Türkiye’de 90’lı yıllardan itibaren kamu ve özel sektörde sağlık hizmeti sunumu, bizzat kamu otoriteleri aracılığıyla yaygınlaştırılan piyasa mekanizması ile gerçekleştirilmektedir. Bu mekanizmanın başta sağlık hizmetine ihtiyaç duyanlar olmak üzere, sağlık emekçilerinin çalışma ve yaşam koşullarını son derece olumsuz etkilediğinin altını çizmek gerekir. Bunun yanı sıra sağlık alanında var olan eşitsizlik ve ayrımcılıklar temelleri 90’lı yıllarda atılan ve AKP hükümeti ile son şekli verilen neoliberal sağlıkta dönüşüm programı ile derinleşmiştir. Piyasa mekanizması, sağlık alanındaki eril kodlamayı derinleştirmiş ve şiddeti her anlamıyla yaygınlaştırmıştır. Kayıtlı bir işi olmayan, yoksul olan, prim borcu bulunan, vatandaşlık hakkı tanınmayan, özel sağlık sigortası yaptırmayanların sağlık hakkı yok sayılmış ve hizmet üretmenin kendisi başlı başına bir ihlal alanına dönüşmüştür. Sağlık sisteminde ortaya çıkan şiddetin, neoliberal politikalarla doğrudan bir bağı mevcuttur. Bu şiddet nedeniyle en çok mağdur edilen kesimler, yoksullar, işsizler, sağlık hizmetini güvencesiz ve öldürücü koşullarda üretmeye çalışan sağlık emekçileri ve eril tıp anlayışının ya yok saydığı ya da hastalıklı olarak tarif ettiği bütün bedenlerdir. Hastaya ve hastalığa yaklaşımın kendisi, eril kodların yanısıra kar ve kazanç itkisi ile örgütlendiğinden, sağlık alanında inanılmaz ölçüde şiddet ve ayrımcılık üretme kapasitesi yaratılmıştır.

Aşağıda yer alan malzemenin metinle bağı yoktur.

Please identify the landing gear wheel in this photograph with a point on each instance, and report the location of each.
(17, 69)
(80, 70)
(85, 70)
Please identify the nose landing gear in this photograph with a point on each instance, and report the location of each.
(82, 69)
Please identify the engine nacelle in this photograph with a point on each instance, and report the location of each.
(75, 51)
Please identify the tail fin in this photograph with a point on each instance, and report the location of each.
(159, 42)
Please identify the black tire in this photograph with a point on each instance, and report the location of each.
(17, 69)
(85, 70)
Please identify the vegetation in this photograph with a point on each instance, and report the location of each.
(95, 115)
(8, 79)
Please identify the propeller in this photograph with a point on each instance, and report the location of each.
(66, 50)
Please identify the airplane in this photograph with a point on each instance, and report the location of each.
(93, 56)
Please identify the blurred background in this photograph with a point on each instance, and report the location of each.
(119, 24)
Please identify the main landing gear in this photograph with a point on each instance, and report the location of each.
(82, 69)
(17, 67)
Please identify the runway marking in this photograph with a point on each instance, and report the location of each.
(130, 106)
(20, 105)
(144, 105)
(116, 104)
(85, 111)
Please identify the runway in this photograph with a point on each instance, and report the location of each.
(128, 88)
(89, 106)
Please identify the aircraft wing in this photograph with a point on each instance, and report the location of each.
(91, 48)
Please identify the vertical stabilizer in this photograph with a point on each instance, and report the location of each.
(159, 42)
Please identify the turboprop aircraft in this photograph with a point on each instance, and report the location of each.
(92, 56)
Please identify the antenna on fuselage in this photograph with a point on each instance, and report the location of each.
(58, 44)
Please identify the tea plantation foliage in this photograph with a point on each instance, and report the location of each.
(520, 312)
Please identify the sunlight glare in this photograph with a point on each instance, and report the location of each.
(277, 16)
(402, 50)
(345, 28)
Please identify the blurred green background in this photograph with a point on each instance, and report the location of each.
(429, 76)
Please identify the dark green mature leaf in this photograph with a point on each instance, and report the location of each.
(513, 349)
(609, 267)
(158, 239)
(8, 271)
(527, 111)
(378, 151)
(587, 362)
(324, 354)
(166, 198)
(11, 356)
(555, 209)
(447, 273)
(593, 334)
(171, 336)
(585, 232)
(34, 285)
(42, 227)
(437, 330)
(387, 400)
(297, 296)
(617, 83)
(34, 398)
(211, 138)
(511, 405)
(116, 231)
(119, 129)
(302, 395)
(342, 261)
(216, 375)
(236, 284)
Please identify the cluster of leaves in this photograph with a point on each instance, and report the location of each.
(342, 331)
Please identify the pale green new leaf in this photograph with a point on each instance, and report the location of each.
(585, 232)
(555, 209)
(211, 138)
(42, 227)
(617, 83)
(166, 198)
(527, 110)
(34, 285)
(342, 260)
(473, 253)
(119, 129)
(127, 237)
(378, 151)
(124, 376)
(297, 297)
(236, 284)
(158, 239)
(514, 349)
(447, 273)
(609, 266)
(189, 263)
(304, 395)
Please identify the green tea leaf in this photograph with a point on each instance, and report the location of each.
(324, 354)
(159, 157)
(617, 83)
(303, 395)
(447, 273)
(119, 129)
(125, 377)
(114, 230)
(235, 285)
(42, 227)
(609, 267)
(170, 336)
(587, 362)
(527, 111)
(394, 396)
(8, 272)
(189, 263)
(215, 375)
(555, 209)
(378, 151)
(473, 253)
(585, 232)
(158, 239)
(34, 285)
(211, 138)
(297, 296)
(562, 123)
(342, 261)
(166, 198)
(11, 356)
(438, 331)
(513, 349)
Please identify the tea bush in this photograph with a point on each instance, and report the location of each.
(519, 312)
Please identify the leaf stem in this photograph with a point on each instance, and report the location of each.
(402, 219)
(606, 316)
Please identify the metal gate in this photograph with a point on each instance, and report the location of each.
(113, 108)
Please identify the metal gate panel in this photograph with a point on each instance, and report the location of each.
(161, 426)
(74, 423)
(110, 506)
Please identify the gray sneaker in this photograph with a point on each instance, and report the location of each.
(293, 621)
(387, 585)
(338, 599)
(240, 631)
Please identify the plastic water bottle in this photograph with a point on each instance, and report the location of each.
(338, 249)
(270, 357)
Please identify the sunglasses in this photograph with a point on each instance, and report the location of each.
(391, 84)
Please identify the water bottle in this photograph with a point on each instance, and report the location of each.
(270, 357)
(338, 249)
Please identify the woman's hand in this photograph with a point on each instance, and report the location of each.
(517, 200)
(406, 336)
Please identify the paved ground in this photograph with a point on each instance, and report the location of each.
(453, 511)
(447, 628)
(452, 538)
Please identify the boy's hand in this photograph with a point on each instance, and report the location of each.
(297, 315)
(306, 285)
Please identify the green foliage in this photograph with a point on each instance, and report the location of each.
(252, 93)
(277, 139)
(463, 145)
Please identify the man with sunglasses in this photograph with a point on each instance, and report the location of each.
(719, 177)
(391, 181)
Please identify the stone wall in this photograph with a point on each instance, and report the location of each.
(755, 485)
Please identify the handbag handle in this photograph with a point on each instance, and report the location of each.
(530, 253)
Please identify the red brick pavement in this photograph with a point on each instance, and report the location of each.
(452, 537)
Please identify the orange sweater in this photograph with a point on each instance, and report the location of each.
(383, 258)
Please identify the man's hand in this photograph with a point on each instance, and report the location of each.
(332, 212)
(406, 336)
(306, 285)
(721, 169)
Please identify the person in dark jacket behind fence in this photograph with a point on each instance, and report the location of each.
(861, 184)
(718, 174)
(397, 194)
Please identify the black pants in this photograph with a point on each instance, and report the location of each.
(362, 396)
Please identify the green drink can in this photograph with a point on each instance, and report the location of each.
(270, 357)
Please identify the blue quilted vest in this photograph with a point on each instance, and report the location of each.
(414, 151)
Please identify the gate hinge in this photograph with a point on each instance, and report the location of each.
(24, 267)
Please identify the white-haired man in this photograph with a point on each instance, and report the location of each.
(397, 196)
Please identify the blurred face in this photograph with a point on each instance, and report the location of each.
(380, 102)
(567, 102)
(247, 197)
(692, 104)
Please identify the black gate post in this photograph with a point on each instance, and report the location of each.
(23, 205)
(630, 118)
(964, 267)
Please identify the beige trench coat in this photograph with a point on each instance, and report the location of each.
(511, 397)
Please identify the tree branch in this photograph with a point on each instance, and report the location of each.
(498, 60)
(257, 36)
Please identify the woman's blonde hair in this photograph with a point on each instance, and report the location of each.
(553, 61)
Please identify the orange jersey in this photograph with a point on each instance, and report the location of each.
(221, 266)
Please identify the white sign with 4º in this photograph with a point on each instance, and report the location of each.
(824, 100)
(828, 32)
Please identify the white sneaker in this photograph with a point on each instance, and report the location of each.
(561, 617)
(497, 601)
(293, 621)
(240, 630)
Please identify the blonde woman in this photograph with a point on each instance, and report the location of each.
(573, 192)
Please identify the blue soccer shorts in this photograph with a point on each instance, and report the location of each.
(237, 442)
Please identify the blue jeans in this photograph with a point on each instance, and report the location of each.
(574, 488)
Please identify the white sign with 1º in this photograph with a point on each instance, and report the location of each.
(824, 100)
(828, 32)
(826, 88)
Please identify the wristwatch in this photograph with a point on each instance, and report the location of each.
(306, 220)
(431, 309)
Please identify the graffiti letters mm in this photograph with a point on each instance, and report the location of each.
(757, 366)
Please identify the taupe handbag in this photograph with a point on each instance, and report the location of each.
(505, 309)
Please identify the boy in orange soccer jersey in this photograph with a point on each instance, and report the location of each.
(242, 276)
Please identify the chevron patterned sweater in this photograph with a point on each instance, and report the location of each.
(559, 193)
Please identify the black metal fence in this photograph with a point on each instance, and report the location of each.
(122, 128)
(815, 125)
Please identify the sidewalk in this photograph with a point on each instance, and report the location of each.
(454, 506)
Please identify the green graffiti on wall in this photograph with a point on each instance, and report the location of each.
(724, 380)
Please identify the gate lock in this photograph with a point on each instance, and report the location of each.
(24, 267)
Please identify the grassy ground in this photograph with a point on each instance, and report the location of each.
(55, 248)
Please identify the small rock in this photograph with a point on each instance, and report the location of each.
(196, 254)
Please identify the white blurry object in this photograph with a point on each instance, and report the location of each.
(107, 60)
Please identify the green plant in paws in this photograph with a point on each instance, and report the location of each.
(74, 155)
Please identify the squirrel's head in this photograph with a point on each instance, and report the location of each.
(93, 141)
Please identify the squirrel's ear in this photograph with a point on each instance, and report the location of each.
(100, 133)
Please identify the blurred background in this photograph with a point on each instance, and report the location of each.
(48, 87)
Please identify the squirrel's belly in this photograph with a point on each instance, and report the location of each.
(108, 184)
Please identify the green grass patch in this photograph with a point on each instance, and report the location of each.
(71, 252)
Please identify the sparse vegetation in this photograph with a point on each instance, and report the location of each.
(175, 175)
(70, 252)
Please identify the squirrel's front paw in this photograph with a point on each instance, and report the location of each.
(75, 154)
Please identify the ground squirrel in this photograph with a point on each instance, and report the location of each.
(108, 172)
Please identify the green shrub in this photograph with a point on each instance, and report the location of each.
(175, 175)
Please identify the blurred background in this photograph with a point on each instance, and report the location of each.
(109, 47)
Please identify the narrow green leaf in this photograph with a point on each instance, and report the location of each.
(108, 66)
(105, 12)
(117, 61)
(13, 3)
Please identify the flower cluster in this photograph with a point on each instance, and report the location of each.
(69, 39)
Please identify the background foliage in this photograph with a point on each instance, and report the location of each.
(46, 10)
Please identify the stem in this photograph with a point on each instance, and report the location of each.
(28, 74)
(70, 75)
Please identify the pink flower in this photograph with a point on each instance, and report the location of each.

Sağlık ve Sosyal Hizmet Emekçileri Sendikası (SES) olarak, başta eğitim sistemi olmak üzere, sağlık, sosyal güvenlik ve sosyal hizmet alanlarının tümünün basitçe düzeltilmesini değil, var olan insan ve hak kavramlarının, ana akım insan hakları bağlamından taşan ve bu anlayışın göremediği ya da yok saydığı her boyutuyla tartışılarak yeniden oluşturulmasını istiyoruz ve tüm toplumsal alanın bu bağlamda yeniden inşasını acil ve önemli bir mücadele alanı olarak görüyoruz. Bu mücadele elbette, her şeyden önce yok sayılanların, hizmetlerden dışlananların, var olan normlar nedeniyle hayatının her alanında şiddete açık hale getirilenlerin ve gün geçtikçe sadece çalışma koşulları değil hayatları da güvencesizleştirilenlerin müşterek mücadelesidir.